Explore the Potential with AI-Driven Innovation
Our detailed focused library is generated on demand with advanced virtual screening and parameter assessment technology powered by the Receptor.AI drug discovery platform. This method surpasses traditional approaches, delivering compounds of better quality with enhanced activity, selectivity, and safety.
The compounds are cherry-picked from the vast virtual chemical space of over 60B molecules. The synthesis and delivery of compounds is facilitated by our partner Reaxense.
The library includes a list of the most promising modulators annotated with 38 ADME-Tox and 32 physicochemical and drug-likeness parameters. Also, each compound is presented with its optimal docking poses, affinity scores, and activity scores, providing a comprehensive overview.
Our high-tech, dedicated method is applied to construct targeted libraries.
Fig. 1. The sreening workflow of Receptor.AI
Our methodology leverages molecular simulations to examine a vast array of proteins, capturing their dynamics in both isolated forms and in complexes with other proteins. Through ensemble virtual screening, we thoroughly account for the protein's conformational mobility, identifying critical binding sites within functional regions and distant allosteric locations.

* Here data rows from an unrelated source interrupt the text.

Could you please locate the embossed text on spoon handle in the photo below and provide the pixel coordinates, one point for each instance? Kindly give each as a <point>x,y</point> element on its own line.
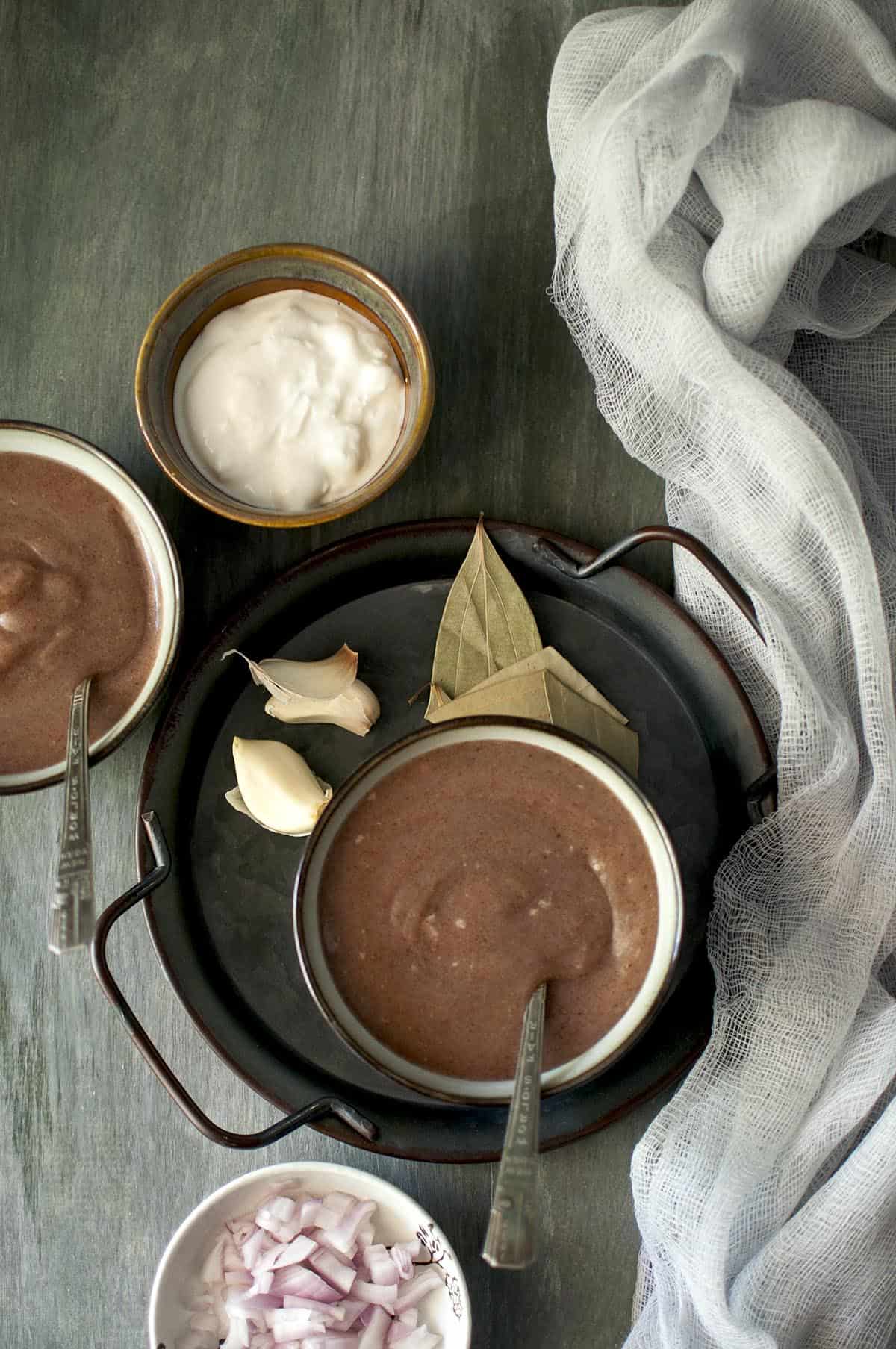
<point>511,1236</point>
<point>72,906</point>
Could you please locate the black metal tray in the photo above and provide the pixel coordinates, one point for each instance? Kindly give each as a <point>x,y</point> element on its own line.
<point>222,917</point>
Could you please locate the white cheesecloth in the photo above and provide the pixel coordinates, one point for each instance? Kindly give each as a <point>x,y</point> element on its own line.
<point>715,167</point>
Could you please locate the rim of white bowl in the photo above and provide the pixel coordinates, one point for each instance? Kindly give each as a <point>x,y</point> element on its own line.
<point>665,951</point>
<point>63,447</point>
<point>297,1168</point>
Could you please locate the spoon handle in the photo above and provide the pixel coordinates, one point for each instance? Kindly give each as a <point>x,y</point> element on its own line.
<point>511,1240</point>
<point>72,904</point>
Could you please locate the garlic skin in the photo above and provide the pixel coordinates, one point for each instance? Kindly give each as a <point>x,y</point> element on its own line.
<point>287,680</point>
<point>316,691</point>
<point>277,788</point>
<point>355,710</point>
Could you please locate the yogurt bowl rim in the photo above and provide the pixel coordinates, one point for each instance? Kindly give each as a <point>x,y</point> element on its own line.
<point>193,482</point>
<point>586,1066</point>
<point>289,1173</point>
<point>80,455</point>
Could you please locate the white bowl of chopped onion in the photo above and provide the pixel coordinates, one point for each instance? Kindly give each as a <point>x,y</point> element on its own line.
<point>309,1256</point>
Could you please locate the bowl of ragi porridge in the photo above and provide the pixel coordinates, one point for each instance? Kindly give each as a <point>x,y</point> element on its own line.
<point>90,585</point>
<point>461,867</point>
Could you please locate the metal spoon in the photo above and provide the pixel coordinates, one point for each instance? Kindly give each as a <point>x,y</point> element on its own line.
<point>72,906</point>
<point>511,1236</point>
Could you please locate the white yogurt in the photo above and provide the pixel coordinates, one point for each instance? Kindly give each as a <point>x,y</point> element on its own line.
<point>289,401</point>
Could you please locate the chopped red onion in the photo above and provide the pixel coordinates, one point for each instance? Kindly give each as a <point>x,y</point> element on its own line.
<point>296,1322</point>
<point>412,1293</point>
<point>254,1245</point>
<point>309,1274</point>
<point>331,1342</point>
<point>347,1256</point>
<point>379,1265</point>
<point>329,1267</point>
<point>302,1283</point>
<point>402,1255</point>
<point>343,1235</point>
<point>374,1333</point>
<point>384,1295</point>
<point>300,1248</point>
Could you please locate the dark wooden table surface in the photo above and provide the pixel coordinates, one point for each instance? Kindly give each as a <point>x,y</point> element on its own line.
<point>140,142</point>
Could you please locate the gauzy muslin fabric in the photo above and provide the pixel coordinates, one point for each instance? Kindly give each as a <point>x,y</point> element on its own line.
<point>720,170</point>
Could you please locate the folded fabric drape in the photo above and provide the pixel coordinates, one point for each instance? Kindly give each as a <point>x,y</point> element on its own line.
<point>724,177</point>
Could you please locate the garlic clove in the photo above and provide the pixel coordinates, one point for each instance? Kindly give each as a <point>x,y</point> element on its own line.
<point>277,788</point>
<point>320,680</point>
<point>355,710</point>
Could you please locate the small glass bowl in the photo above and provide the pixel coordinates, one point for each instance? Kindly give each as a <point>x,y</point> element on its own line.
<point>261,272</point>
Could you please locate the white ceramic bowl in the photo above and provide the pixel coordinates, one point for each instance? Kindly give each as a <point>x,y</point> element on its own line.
<point>49,443</point>
<point>399,1218</point>
<point>670,929</point>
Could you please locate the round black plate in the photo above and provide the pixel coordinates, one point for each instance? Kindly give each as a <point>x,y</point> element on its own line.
<point>222,923</point>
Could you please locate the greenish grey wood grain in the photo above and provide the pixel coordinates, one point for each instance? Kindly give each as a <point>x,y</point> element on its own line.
<point>138,143</point>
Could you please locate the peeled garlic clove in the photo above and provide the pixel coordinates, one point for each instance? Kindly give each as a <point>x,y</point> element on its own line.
<point>276,787</point>
<point>355,711</point>
<point>319,680</point>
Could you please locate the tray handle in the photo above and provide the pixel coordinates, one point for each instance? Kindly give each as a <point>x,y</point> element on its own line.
<point>658,535</point>
<point>178,1093</point>
<point>762,795</point>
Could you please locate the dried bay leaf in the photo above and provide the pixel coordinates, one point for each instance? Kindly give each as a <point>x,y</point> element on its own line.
<point>550,658</point>
<point>540,697</point>
<point>486,623</point>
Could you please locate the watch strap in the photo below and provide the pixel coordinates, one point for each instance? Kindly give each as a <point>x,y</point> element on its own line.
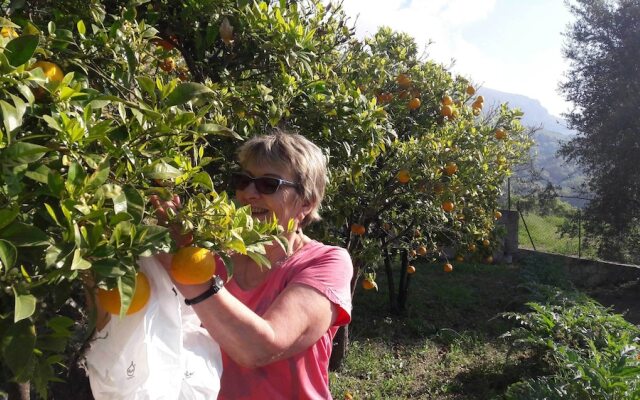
<point>216,284</point>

This detailed exploration ensures that we comprehensively assess every possible mechanism of action, with the objective of identifying novel therapeutic targets and lead compounds that span a wide spectrum of biological functions.

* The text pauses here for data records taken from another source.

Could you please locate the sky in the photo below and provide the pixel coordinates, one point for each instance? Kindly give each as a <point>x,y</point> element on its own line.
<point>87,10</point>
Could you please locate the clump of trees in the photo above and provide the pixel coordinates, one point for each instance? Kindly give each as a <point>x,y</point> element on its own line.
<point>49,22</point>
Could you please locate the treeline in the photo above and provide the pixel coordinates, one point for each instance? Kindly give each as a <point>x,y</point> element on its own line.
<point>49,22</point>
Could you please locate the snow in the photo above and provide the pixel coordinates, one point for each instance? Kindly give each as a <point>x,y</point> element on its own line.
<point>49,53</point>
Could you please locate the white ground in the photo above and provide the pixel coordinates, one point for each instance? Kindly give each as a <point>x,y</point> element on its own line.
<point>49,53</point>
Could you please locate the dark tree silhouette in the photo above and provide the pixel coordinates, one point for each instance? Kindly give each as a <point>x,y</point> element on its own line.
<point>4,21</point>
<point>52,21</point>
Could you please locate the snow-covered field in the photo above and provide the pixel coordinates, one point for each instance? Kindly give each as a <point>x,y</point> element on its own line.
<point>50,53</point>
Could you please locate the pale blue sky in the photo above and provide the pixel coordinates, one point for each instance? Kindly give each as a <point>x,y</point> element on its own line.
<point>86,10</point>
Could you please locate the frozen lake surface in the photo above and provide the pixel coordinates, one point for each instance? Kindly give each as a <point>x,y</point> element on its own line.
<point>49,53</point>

Several key aspects differentiate our library:
partner
Reaxense
upacc
P43366
UPID:
MAGB1_HUMAN
Alternative names:
Cancer/testis antigen 3.1; DSS-AHC critical interval MAGE superfamily 10; MAGE-B1 antigen; MAGE-XP antigen
Alternative UPACC:
P43366; B2RC79; O00601; O75862; Q6FHJ0; Q96CW8
Background:
Melanoma-associated antigen B1, known by its alternative names such as Cancer/testis antigen 3.1, DSS-AHC critical interval MAGE superfamily 10, MAGE-B1 antigen, and MAGE-XP antigen, plays a pivotal role in the realm of cancer biology. Its unique expression pattern, predominantly in cancerous tissues and sparingly in normal tissues, marks it as a significant biomarker for cancer diagnosis and prognosis.
Therapeutic significance:
Understanding the role of Melanoma-associated antigen B1 could open doors to potential therapeutic strategies. Its specific expression in cancer cells offers a promising target for cancer immunotherapy, enabling the development of targeted treatments that spare normal, healthy cells, thereby reducing side effects and improving patient outcomes.